Written by Domenic Campagna Setaro, a Fordham University 2020 graduate with a Bachelor of Arts in International Political Economy & Romance Languages; Domenic studied Italian and studied in Milan, Italy through Fordham’s Semester Exchange Program. He is currently working at Morgan Stanley as a Virtual Engagement Associate.

Thanksgiving in its pure, American form has more ties to Italian culture than one might think.

Domenic Campagna Setaro

Thanksgiving — it is a holiday that is intrinsically American.  Coming from a family of Southern Italian immigrants, I often get asked by my friends in both the United States and Italy how Italians celebrate this American holiday.  The answer is quite simple: we italianize the festivities.  One of the beauties of being Italian in the U.S. is that we proudly allow our culture to permeate across all aspects of our lives — even if these aspects have nothing to do with Italy.  However, Thanksgiving in its pure, American form has more ties to Italian culture than one might think — you gather around the dinner table, count your blessings, eat an abundance of delicious food, and spend quality time with your loved ones.  These pillars of Thanksgiving represent core values in Italian culture, which are often centered around la tavola and la famiglia.  After all, Italians have a miniature Thanksgiving every Sunday at Nonna’s house, so this holiday, although not celebrated in Italy, is a perfect match for Italians.

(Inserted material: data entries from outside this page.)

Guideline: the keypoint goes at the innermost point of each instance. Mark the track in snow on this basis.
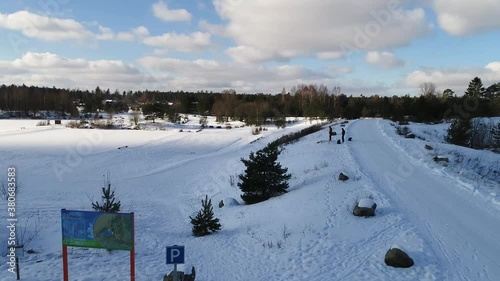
(459, 229)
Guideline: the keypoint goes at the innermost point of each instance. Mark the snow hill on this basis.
(447, 218)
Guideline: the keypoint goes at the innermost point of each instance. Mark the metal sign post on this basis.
(175, 256)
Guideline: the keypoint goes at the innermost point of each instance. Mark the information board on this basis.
(112, 231)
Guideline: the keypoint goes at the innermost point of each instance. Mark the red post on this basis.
(65, 263)
(132, 253)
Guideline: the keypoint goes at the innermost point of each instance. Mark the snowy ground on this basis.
(446, 218)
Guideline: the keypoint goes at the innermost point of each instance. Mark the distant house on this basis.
(108, 102)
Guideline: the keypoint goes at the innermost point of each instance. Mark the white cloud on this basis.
(140, 31)
(162, 12)
(47, 69)
(125, 36)
(246, 54)
(289, 28)
(467, 17)
(330, 55)
(243, 77)
(106, 33)
(156, 73)
(215, 29)
(180, 42)
(456, 79)
(50, 28)
(383, 59)
(43, 27)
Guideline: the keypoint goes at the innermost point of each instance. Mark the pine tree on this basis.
(496, 135)
(108, 203)
(459, 132)
(475, 88)
(204, 223)
(263, 177)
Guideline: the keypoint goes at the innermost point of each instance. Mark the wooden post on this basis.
(132, 252)
(65, 263)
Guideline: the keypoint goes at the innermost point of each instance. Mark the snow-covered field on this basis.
(446, 218)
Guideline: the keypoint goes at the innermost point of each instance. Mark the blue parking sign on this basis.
(175, 254)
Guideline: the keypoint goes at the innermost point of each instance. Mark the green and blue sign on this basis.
(112, 231)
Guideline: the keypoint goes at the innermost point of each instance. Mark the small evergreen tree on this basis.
(108, 203)
(496, 135)
(263, 177)
(475, 88)
(459, 132)
(204, 223)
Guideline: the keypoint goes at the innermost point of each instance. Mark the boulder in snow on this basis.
(441, 159)
(343, 177)
(228, 202)
(365, 208)
(397, 258)
(182, 275)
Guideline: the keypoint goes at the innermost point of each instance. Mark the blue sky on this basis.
(380, 47)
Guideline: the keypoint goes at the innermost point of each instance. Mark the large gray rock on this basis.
(230, 202)
(182, 276)
(364, 208)
(397, 258)
(343, 177)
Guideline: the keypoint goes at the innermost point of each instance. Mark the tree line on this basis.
(303, 100)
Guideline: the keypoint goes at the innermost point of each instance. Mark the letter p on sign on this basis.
(175, 254)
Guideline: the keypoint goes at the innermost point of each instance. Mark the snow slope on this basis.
(307, 234)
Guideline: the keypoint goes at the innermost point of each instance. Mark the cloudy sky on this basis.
(365, 47)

The Setaro family celebrating Thanksgiving 2017 at Nonno and Nonna’s house in Watertown, Connecticut.  Nonno and Nonna emigrated from the towns of San Lupo in 1963 and Guardia Sanframondi in 1969 respectively, both located in the Southern Italian province of Benevento.

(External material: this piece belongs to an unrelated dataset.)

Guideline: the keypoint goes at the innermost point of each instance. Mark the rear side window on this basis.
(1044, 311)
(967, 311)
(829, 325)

On my typical Italian-style Turkey Day, roughly 30 people get the golden ticket invitation to Nonna’s Italian-American feast.  On the table, you’ll see the typical Thanksgiving delicacies right next to our Italian cultural favorites — turkey and homemade cavatelli, pumpkin pie and tiramisù, the list goes on and on.  Of course, before we can dig in, we all join together in prayer, thanking God for once again bringing us together to celebrate our family, our friends, and our food.  As comes with any Thanksgiving, our festivities are supplemented by political banter, family photos of everyone dressed in their Sunday…well Thursday best, and the exciting discussions of what we plan to buy on Black Friday.  However, our italianized Thanksgiving is not complete without our annual foosball tournament, where we spend far more time and energy than necessary playing our cherished table game in Nonno’s basement, which serves the function of a game room, wine cellar, garage, and storage unit all at once.

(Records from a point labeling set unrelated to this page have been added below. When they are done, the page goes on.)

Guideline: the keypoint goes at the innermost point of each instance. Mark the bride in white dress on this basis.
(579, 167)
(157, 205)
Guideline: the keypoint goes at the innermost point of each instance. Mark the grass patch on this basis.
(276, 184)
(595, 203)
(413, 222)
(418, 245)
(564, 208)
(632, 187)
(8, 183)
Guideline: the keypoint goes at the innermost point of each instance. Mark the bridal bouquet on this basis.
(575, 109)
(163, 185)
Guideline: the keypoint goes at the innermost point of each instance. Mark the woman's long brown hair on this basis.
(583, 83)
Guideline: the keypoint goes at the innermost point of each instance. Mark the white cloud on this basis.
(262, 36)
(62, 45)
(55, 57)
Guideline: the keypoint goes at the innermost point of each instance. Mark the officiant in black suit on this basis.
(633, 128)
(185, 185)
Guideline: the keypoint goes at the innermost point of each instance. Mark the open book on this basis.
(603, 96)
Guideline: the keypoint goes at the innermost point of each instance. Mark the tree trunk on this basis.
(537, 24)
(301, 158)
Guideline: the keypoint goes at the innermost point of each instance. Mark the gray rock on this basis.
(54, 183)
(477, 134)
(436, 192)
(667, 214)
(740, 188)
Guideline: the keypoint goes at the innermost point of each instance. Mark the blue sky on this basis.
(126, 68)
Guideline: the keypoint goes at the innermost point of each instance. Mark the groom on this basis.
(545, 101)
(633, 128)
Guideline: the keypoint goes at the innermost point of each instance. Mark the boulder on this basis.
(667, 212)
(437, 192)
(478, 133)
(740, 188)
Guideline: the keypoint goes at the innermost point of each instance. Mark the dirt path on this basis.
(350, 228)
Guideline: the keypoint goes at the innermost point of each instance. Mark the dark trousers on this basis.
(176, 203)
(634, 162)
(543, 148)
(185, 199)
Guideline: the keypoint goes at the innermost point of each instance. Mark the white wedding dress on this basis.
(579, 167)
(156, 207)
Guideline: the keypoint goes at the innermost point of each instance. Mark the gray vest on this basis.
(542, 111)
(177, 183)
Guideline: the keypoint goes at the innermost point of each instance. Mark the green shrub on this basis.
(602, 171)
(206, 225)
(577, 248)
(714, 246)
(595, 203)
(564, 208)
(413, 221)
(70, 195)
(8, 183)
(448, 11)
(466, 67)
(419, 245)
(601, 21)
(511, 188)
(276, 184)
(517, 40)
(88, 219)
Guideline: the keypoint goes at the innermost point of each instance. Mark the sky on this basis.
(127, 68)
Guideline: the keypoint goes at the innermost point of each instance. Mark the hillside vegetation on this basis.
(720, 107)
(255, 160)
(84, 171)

The Italian Diaspora created such a unique amalgamation of Italian and American cultures in the United States, and Thanksgiving is one of the highlights of this blend.  I could not be more thankful to be Italian-American, and, although I won’t be celebrating Ringraziamento in our typical way this year, I will still be thanking God for blessing me with this wonderful family that has given me countless reasons to be grateful.

“The Italian Diaspora created such a unique amalgamation of Italian and American cultures in the United States, and Thanksgiving is one of the highlights of this blend.”